The next day at school, there is a montage of the five friends in their different classes. Ray and Louis are in a classroom that is surprisingly similar to the "other class" in Alex's paranoid fantasy. Way to promote stereotypes, Nickelodeon. Robin is all depressed because she is in her average math class alone. She's not even making an effort to talk to other students. I am sensing some serious attachment issues in Robin. Seriously, it's one stupid math class. You seriously can't be without your friends for one hour a day? How do you go home at night without them? Alex is in the smart class, conveniently sitting behind Nicole again, and miserable because she knows she's in way over her head. Well, Alex, that's what you get for cheating, you big dummy.

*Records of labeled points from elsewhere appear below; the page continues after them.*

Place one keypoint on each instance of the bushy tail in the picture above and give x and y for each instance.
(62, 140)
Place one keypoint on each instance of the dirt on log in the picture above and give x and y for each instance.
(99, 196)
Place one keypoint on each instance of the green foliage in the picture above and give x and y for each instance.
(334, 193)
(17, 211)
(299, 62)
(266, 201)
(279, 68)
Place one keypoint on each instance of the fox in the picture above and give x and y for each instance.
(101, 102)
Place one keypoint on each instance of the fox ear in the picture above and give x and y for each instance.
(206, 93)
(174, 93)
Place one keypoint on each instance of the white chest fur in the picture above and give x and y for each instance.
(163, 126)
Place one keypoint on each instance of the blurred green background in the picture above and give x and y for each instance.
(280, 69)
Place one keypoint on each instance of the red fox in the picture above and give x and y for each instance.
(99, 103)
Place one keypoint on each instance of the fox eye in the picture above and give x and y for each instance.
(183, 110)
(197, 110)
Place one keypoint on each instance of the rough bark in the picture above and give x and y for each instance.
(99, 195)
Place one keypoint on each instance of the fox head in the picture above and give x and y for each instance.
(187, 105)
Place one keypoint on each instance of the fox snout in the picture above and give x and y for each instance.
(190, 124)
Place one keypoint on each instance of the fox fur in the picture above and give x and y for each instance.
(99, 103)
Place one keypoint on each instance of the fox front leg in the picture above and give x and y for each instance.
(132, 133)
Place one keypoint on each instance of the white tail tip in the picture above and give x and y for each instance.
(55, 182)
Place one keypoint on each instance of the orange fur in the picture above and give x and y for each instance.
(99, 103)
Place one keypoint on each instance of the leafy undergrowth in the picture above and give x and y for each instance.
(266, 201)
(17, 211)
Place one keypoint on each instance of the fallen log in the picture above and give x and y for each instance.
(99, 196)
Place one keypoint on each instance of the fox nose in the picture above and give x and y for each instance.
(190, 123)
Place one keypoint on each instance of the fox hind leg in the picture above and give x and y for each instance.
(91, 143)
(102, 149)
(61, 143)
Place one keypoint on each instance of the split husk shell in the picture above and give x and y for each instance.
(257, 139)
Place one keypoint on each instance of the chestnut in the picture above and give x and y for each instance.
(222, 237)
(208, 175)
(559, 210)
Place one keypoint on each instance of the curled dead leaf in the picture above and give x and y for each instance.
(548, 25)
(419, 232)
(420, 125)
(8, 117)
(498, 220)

Once again, Dave creeps on Alex in her smart class. This school's security system is absolute crap if strangers can just come and go as they please. He catches Alex using telekinesis again to make her textbook move from the floor to her side, and she copies answers. Dave makes note of this.

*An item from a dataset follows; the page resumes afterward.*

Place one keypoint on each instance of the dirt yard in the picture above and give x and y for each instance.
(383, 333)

Once again, nobody notices a math book that is apparently defying all laws of physics right before their eyes. And these are supposed to be the smart kids.
In the next scene, we are suddenly at the chemical plant for the first time in this episode, in Danielle Atron's dark and creepy office. She is slamming stuff into her briefcase to go home for the day, when a knock comes at the door. She huffs for the person knocking to enter, and it is Dave. Looking for an excuse to come in her office, he grovels until she agrees to let him clean her office. When she leaves, he immediately sets to work planting a bug in her office. Destroying everything in the process, mind you. Dave is an idiot.

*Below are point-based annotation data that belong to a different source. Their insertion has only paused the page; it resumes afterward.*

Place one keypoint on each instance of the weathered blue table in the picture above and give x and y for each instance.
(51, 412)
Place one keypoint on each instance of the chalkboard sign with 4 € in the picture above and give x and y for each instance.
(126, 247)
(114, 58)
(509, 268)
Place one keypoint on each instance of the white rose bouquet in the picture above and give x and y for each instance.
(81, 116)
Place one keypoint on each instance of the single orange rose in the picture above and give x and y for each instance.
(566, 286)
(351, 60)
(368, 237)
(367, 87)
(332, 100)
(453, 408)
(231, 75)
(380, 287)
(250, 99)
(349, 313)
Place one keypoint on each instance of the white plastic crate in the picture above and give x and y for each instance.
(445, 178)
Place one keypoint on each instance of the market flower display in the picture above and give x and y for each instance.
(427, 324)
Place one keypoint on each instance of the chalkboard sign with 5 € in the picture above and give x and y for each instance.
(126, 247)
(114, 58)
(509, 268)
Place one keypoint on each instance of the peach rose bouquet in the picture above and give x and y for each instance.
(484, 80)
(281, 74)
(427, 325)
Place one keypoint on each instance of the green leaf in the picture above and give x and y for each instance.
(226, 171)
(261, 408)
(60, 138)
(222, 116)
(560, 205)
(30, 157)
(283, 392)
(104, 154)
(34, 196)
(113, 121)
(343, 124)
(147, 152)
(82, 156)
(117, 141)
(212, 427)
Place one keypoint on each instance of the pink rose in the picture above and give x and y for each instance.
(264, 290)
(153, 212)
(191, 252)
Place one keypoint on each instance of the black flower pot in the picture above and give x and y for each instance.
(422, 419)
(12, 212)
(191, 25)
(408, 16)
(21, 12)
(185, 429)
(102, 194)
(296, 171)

Because stalking a high school student for two days makes me qualified to do this.
Later, Alex arrives at her house to parents gushing about how she's made it into the smart class. Mrs. Mack refers to her as a "late starter" in regards to her intelligence. Again, why does everyone keep acting like Alex is such a dumbass? This episode should be retitled "Twenty-Four Minutes of Calling Alex Stupid."
The next morning, Mrs. Mack is mad because Alex keeps skipping breakfast, so she sends Annie up to their shared bedroom to see what is going on. Alex is writing formulas in the palm of her hand. She tries to say it is her locker combination, but Annie doesn't buy it. There is a cutesy little chase scene, when Alex morphs into a puddle and tries to escape Annie's Big Sister Smackdown. This part is actually kind of pointless and seems to be just another excuse for Alex to use a superpower in this episode besides telekinesis.
When Alex finally stops trying to escape Annie, she comes clean about cheating on her math work. Annie has a oh-so-touching talk with Alex, saying that she is already smart and doesn't need the smart kid classes to prove it. It is actually a borderline Full House moment.
Is it just me or is Annie the prettier sister, too?
Back at Dave's house, he is listening in on Danielle's cell phone conversation via the bug he planted in her office. She is talking to some guy named Lars about the GC-161 kid. She mentions something about the kid having strange powers, which gets Dave thinking. He starts remembering Alex making Nicole's test and her textbook move with her mind. Then he has a flashback to the day of the accident, and pictures Alex's face just before he hit her with the chemical. Then, in perhaps the smartest thing he has ever said, Dave proclaims with a gasp, "The kid is Alex Mack!"
Apparently, hindsight really is 20/20, because he suddenly remembers exactly what Alex looked like two years ago.